Depuis la prise de Kaboul par les talibans le 15 août 2021, cette histoire redevient actuelle. Kaboul est tombée après 20 ans de liberté et l’Afghanistan est à nouveau sous la dictature des talibans. Le pays replonge réellement dans le récit relaté dans Les hirondelles de Kaboul. La capitale afghane, dont les rues sont arpentées par soldats talibans, connaît à nouveau des scènes de lapidation et de punitions publiques avec l’obligation de pratiquer la charia.
Kaboul libre
Dans le film, Kaboul est un personnage. Parfois, l’histoire traverse le temps et plonge le spectateur au cœur de la Kaboul libre, avant la prise de pouvoir des talibans. On y aperçoit des jeunes gens qui vont au cinéma, un couple se rendant à la librairie, la ville haute en couleur et en vie. Toute cette culture disparaît ensuite, pour ne laisser place qu’à une Kaboul morte, arpentée par des talibans et des femmes prisonnières, considérées comme des objets. Les habitants de la ville sont partagés entre fuir et rester pour se battre. Beaucoup n’ont plus d’espoir et sont résignés : la ville n’est plus qu’une immense prison, “les talibans nous détruisent”, implore l’un des personnages.

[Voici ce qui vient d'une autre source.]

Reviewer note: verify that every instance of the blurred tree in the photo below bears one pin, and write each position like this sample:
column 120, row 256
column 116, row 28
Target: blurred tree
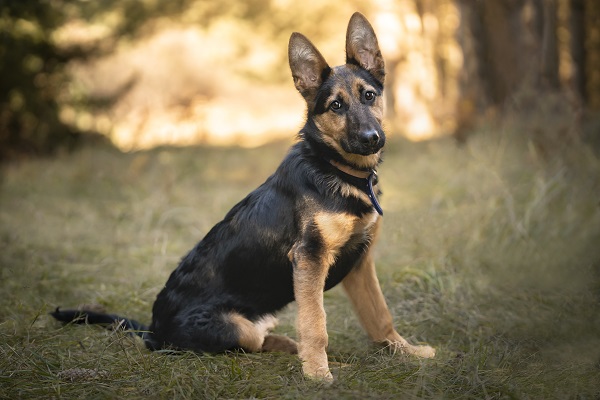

Depuis que les talibans ont pris Kaboul en 2021, celle-ci redevient la ville déshumanisée qu’elle était dans les années 90. Les cinémas, les librairies et les théâtres disparaissent tout comme n’importe quel autre lieu destiné à la culture. Y aller, c’est pécher. Le film parle de la ville avec mélancolie, en montrant la Kaboul libre avec nostalgie. Une nostalgie palpable depuis le 15 août 2021.
Les femmes en Afghanistan
Durant le film, on comprend que les droits des femmes sont oubliés. La gent féminine est esclavagée. Les femmes n’existent plus que comme des objets. Elles sont condamnées à errer dans cette ville, toujours accompagnées d’un homme et sous un imposant voile, qu’elles ne portent pas toutes de leur propre volonté, ne laissant voir que leurs yeux. Elles sont déshumanisées, plus rien ne les distingue à tel point que dans l’une des scènes, un enfant confond sa mère avec sa tante.
Les hirondelles de Kaboul fait alors écho à la Kaboul d’aujourd’hui, une nouvelle fois occupée par les talibans, où les femmes sont considérées comme des propriétés. Dans le film, une discussion entre deux amis talibans illustre cette propriétarisation de la femme. L’un confie à l’autre qu’il est malheureux car sa femme est malade. Son ami lui conseille de la répudier : “tu ne dois pas être soumis à ta femme”, assène-t-il. Le film montre les talibans qui déambulent, qui contrôlent la moindre personne, la moindre femme qui sort du rang. À plusieurs reprises, des talibans demandent à des personnages féminins de se recouvrir, lorsqu’on aperçoit leurs chevilles.
Résistance
Dans cette Kaboul meurtrie, des personnes essayent de résister face à l’adversité. Notamment un jeune couple faisant partie des personnages principaux du film. La jeune femme, Zounaïra, interprétée par Zita Hanrot, ne pouvant sortir uniquement qu’affublée de son long voile, se dévoile quand elle est à l’intérieur de sa maison. Son seul endroit de liberté au sein d’une ville emprisonnée dans l’obscurantisme. La maison est l’unique endroit où elle et son compagnon peuvent vivre leur amour sans qu’elle ne soit considérée comme la propriété de son mari. Quant à lui, c’est un ancien professeur qui résiste, car l’éducation libre n’existe plus. C’est aussi le cas dans la réalité.
Dans Les hirondelles de Kaboul, comme aujourd’hui en Afghanistan, les professeurs résistent en donnant des cours clandestinement pour ne pas être contrôlés par les lois des talibans. L’un des professeurs appelle à rejoindre ces rangs en promettant une réelle éducation : “une autre école, une école secrète, où l’on arrive à apprendre aux enfants la littérature, apprendre, l’histoire, l’art, la littérature, l’histoire, la vraie”.